The o-shogun nods. “Indeed, but is the answer not here? I attempted to harden out feelings among my officers, among my generals, among my spies, among my own family and among those I governed. We lived in a world of politics, we live in a world of politics… on stage at the theater deep and subtle emotions are revealed, and those too are tools like the tools Roman soldiers used for battlefield engineering, or like the weapons for slinging and archery against enemy forces. But if the entire casus belli of yours is drama and adventure, a certain love and wish for the divine… does not this filter into your command, and affect your judgment? I had my falcons, and got great joy out of falconry, those noble birds being sent forth to soar and hunt, and then return to me. Do we need hatred to wield our forces together? No. But wish not for salvation or epic drama, for those ignite the passions that give way to hatred. Steady on the path, steadiness in your officer corps, steadiness with your resources, steadiness, steadiness, steadiness. Hatred and factionalism must always occur when battling for salvations and eternal glories; winning battles and consolidating gains is a much simpler matter.”

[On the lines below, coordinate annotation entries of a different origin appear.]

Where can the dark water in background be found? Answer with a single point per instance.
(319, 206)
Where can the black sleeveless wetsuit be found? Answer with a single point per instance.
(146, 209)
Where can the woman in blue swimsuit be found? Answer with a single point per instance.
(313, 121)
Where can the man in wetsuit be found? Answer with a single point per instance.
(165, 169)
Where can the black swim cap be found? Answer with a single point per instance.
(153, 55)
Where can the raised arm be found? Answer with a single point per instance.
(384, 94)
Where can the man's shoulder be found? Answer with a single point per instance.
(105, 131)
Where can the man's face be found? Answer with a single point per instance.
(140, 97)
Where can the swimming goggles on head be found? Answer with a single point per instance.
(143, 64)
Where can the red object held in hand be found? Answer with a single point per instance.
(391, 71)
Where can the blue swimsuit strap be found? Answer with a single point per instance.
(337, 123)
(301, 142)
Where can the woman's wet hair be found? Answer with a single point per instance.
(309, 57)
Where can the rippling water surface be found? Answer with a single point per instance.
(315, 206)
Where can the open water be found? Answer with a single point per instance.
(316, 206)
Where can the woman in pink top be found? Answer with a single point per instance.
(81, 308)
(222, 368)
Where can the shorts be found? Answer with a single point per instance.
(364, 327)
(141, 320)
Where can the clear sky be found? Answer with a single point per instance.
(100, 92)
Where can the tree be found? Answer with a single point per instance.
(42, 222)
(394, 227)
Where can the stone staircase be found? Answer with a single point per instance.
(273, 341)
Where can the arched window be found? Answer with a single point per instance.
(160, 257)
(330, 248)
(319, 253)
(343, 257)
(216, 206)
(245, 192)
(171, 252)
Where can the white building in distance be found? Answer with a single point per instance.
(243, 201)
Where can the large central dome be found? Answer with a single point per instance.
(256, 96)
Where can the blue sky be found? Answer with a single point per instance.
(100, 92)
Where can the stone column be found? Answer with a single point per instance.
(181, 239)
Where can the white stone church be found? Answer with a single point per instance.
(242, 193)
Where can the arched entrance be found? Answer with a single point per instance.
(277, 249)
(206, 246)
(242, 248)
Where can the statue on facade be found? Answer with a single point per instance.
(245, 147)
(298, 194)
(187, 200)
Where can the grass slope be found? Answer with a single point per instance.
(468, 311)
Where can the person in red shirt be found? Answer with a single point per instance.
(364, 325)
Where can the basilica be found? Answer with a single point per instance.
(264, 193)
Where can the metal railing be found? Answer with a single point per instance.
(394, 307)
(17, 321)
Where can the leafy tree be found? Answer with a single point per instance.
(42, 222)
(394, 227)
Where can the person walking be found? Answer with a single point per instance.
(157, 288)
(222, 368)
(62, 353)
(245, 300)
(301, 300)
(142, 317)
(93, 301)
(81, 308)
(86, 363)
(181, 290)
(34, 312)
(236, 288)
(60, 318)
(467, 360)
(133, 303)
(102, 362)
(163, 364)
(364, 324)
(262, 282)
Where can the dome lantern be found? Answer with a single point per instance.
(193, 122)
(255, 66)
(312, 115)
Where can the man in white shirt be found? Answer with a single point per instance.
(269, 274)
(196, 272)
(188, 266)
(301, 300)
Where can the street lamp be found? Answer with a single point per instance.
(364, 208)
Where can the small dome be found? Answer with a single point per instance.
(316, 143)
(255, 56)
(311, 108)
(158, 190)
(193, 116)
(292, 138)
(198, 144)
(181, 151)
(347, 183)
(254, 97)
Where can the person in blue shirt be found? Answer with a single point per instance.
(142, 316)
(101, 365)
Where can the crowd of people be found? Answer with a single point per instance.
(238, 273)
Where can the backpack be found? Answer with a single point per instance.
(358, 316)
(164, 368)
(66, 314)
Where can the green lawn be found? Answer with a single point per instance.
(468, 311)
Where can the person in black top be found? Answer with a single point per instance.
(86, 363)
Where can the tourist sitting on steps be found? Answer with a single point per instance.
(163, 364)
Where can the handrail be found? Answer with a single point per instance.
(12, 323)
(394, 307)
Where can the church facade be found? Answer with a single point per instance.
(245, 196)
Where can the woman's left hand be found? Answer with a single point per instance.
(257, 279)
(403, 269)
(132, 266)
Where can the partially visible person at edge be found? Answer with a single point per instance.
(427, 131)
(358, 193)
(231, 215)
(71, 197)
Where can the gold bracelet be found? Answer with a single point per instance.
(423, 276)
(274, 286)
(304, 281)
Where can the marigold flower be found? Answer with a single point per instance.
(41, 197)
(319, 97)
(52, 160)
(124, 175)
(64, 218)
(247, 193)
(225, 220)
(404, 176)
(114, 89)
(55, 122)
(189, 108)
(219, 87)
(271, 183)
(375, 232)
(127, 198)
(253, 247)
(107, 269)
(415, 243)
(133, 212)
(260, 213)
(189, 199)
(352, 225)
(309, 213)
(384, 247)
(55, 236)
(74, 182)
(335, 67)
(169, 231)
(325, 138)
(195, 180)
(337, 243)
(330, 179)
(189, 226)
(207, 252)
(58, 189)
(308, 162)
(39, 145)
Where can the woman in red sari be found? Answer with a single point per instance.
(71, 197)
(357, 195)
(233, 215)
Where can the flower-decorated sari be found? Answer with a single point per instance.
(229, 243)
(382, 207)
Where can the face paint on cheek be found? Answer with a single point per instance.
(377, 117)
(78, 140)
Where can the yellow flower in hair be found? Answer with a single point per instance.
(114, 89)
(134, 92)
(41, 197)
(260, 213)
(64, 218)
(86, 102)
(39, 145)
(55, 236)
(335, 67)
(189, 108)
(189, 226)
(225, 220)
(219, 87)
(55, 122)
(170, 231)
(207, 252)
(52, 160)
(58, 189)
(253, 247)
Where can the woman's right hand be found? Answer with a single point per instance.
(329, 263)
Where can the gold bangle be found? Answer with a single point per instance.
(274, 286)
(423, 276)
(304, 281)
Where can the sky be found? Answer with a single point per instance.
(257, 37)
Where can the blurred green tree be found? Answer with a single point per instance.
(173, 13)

A certain silence comes among the leaders at the table, until Carolus speaks. “A single error can unmake a nation, it is true. And a love of god and mankind might make us more likely to make those errors. I made a few, perhaps in succession in particular, but we’re often bound and blinded by our customs — our culture and descent, as you put it. And yet, I regret nothing. The beauty of a church hymn, of bells ringing, of sharing epic stories, of leading people to higher purposes and the uplifting of mankind? Love often produces hate, and battling for Heaven means marching against the forces of Hell. It is epic, it is sweeping, at times it is debilitating, and perhaps it leads us to making tactical and political errors. But I would trade — nothing. Not a single moment of it, not the despairs nor glories, and not the final results, howsoever they should come.”